# Federal Bear Claw vs. Remington Scirocco



## kaboovy man (Sep 20, 2004)

Shooting a 300 RUM. Pretty much settled on 180 grain. Hunting both whitetail and elk and want to standardize on load. I group both the Federal TBBC and Remington Scirocco decent at 200 yards. Never killed an animal yet with the 300, looking for feedback with folks who have had experience with bullet performance on both for game.
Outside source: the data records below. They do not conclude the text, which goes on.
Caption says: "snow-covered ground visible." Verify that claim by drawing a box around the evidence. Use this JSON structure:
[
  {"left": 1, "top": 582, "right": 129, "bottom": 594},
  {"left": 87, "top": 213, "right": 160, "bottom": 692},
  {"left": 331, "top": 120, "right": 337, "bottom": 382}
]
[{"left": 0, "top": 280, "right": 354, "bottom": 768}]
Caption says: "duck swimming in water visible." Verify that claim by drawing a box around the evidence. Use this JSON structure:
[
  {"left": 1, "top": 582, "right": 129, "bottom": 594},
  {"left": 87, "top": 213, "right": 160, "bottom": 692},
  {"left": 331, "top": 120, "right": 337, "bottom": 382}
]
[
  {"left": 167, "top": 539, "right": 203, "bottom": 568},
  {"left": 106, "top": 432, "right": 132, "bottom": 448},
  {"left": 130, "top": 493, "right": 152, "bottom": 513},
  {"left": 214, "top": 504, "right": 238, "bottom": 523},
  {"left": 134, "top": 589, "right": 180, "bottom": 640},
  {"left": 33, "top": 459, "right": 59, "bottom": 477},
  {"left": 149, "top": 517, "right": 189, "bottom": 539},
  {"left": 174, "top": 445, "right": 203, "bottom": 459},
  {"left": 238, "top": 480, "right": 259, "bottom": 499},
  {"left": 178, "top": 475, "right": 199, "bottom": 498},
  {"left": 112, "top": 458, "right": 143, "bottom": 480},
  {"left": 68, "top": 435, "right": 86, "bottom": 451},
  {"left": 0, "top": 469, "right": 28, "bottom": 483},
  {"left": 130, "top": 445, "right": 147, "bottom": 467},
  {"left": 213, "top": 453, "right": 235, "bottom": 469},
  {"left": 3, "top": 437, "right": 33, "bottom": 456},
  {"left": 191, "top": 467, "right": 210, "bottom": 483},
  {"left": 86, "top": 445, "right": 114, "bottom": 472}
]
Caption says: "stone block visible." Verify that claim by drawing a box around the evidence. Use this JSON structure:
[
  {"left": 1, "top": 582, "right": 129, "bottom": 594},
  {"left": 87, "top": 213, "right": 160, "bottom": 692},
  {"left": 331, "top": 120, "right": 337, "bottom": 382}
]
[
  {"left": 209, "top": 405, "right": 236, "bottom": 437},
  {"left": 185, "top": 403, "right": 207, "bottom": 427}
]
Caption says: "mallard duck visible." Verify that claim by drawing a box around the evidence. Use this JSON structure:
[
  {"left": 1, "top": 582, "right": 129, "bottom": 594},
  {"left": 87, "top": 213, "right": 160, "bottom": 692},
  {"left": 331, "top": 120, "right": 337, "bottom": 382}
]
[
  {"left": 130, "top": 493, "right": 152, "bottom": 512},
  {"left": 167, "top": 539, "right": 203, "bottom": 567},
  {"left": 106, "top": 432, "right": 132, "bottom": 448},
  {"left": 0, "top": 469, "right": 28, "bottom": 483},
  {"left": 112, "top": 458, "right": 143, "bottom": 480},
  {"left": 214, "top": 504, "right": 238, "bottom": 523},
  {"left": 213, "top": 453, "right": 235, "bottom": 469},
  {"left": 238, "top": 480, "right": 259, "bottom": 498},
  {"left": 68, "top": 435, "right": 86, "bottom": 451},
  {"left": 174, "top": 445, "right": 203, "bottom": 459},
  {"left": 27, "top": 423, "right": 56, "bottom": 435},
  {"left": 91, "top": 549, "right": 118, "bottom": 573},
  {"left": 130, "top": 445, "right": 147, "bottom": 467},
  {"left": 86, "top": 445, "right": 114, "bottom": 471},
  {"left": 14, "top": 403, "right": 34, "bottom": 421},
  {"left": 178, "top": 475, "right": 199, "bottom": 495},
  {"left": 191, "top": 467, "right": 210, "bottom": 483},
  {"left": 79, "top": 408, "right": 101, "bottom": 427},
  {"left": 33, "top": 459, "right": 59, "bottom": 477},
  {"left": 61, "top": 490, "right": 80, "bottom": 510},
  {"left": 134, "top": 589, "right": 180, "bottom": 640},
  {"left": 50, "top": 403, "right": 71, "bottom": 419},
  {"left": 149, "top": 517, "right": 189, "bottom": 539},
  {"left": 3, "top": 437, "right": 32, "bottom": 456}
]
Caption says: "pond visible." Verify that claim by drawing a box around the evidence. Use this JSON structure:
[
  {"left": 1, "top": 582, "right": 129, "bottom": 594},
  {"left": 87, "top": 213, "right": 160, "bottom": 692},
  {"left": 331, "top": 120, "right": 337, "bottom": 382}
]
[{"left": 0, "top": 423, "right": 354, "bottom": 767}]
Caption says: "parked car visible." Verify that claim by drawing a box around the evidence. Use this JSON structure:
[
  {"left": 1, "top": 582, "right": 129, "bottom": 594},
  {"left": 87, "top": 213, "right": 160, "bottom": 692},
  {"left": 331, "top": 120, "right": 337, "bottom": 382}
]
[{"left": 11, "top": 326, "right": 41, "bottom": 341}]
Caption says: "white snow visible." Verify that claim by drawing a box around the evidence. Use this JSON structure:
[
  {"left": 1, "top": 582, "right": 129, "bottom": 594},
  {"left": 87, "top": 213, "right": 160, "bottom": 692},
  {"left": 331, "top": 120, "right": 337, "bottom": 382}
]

Hunted for years with Federal for my 30-06 never a problem. The Scirocco is cheaper and has better ballistics, but so what.

Thanks for your feedback


----------



## Niles Short (Mar 18, 2004)

never tried that but have on and off luck with the Barnes X sometimes groupings are good somtimes not depending on cal. and load


----------



## Rick Fode (Sep 26, 2004)

I also just purchased a 300RUM, but still hanging on to my Model 4 Rem 30-06. Being a U.S. Marine we shoot alot of rounds and am always looking for the ultra flat shooting rifle. Well the 300RUM is the ticket, I bought a case of 150gr. scirocco bonded after testing them out for a few shots. Any bullet that drops only 11 inches at 400 yards is truly amazing and the 150gr does just that. I only hunt whitetails so I have no clue on what a 150gr bullet would do to an elk but I'd guess it would be a little light, you are better off with the 180gr for elk. You sacrifice some acceleration but you gain alot more energy for knockdown power. My uncle shoots the 338RUM for elk with a 250gr bullet and he claims one shot is all she wrote. My 300 with 150gr far outshoots his 338 with 250gr on paper. All I can say is muzzle brake, what a difference. Mine feels like a 270 but twice as loud for the guy standing next to you. Good luck!


----------